Client: AnOther
When he was growing up, film and music weren’t prevalent in his Seoul-based family home, though his mother took a young Rowoon to church, where he would sing hymns with the rest of the congregation. He laughs: “Really, none of them have inspired me in the arts.” His father worked in real estate and his mother ran a hagwon (a private cram school). Aged 14, Rowoon joined FNC Entertainment as an idol trainee, where he spent six years in dance and vocal training. At the same time, he studied acting at high school, hoping to continue that at the university he ultimately wouldn’t end up attending. The way Rowoon tells it, he never had a preference – music or acting – so when the chance arose to debut as a fully fledged, multifaceted idol, he took it.

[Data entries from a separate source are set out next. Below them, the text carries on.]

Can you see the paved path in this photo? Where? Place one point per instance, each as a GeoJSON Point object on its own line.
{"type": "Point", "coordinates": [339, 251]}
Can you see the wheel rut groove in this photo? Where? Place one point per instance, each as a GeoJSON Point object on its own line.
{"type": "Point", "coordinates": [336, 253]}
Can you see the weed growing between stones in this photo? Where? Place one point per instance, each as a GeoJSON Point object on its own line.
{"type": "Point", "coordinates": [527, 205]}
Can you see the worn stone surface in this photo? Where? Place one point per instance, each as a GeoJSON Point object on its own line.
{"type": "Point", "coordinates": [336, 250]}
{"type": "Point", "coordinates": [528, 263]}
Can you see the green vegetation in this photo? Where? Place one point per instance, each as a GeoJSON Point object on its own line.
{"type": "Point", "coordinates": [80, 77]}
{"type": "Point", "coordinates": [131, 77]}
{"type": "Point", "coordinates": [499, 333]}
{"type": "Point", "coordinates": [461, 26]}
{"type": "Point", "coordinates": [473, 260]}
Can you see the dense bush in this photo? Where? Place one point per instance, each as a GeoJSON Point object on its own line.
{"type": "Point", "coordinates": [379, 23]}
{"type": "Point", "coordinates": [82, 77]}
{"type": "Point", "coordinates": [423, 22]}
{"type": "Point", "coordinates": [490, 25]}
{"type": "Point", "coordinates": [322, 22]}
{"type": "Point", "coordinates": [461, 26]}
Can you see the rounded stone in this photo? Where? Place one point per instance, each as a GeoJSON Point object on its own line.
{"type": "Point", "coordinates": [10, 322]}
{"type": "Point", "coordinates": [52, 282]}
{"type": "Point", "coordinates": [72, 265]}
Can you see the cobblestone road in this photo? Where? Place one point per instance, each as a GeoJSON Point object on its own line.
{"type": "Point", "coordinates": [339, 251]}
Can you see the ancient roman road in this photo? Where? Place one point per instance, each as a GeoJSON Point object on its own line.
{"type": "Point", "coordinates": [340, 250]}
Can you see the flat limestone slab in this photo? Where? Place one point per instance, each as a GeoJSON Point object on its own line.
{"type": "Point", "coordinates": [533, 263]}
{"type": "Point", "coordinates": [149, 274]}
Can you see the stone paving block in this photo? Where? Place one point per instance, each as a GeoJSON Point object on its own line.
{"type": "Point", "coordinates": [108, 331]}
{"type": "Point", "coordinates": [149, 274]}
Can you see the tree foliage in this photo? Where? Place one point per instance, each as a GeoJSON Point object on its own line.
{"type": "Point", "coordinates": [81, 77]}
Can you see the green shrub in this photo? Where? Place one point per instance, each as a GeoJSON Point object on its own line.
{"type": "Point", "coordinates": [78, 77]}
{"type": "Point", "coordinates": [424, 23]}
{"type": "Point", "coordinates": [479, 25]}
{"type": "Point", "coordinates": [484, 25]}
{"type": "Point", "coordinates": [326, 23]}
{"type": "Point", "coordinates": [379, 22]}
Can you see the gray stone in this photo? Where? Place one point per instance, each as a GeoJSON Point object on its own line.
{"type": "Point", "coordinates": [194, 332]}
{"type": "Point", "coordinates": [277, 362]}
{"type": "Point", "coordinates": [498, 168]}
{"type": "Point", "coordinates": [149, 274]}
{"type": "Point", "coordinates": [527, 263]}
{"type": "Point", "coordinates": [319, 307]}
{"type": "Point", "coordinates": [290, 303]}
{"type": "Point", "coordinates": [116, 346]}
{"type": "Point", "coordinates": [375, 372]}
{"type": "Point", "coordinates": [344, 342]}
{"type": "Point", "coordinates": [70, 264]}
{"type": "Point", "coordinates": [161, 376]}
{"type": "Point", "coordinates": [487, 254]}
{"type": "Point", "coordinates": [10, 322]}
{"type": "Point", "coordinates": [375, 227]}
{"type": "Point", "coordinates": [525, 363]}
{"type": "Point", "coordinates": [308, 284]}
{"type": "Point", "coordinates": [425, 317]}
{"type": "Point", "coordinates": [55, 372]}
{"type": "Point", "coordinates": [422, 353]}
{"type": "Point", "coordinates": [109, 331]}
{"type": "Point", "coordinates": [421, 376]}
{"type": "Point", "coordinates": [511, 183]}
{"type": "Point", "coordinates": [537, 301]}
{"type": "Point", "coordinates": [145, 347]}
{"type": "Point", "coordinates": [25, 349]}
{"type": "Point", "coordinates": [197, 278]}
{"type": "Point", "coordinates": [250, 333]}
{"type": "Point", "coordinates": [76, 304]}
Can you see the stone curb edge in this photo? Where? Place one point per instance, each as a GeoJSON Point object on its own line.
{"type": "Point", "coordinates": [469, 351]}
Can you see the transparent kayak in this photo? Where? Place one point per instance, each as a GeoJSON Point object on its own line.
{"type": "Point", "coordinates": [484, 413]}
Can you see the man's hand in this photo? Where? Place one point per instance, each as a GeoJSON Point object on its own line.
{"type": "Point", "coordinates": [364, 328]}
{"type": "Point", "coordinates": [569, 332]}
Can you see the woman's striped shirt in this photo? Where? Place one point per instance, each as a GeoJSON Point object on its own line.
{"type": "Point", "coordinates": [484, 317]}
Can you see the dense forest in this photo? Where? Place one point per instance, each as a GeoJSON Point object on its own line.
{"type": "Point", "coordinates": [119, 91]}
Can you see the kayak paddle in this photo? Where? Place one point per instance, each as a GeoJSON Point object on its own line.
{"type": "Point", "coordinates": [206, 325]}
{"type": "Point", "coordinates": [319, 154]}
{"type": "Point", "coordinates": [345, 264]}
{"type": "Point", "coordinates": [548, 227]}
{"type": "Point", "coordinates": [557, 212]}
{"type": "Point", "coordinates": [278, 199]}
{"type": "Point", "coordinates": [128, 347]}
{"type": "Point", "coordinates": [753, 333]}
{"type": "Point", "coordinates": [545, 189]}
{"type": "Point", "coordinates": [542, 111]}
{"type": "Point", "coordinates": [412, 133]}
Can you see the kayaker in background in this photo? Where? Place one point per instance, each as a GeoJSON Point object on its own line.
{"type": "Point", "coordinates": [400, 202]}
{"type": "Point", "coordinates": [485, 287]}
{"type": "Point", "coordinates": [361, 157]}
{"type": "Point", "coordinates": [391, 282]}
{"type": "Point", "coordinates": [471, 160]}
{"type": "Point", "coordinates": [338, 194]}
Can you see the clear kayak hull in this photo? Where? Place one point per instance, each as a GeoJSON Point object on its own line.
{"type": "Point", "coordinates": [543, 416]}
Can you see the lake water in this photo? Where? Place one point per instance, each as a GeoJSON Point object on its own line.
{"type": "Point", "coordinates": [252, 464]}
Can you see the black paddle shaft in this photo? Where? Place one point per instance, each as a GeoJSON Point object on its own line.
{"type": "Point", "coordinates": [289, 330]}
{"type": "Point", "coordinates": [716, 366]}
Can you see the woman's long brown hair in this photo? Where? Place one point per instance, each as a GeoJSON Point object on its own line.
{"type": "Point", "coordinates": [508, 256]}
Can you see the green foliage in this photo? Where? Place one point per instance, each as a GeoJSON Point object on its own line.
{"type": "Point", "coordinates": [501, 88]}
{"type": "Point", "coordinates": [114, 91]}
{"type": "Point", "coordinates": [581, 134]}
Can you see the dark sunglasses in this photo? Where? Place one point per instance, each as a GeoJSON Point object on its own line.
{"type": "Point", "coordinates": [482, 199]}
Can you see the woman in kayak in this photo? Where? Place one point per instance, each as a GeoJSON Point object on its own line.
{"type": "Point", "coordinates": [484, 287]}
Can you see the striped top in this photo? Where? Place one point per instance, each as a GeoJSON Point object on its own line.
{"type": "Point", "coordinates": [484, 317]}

He was nominated as 2018’s best new actor by South Korea’s SBS Drama Awards for his supporting role in the series Where Stars Land, which follows the lives of young airline staff. When he didn’t win (it went to his close friend Ahn Hyo-seop), Rowoon was relieved and unsurprised. “Not with that acting,” he says, with a grimace. The nomination itself didn’t reassure him, either, that he was cut out for the profession: his first inkling that he was on the right path came when he worked on Extraordinary You. “There was a lot of pressure in being a main character, and my script almost fell apart because I’d read it so many times. I was so scared. But I was doing everything I could to prepare, so I was actually very liberated on set. By being so in touch with myself and the character, I felt a kind of catharsis.”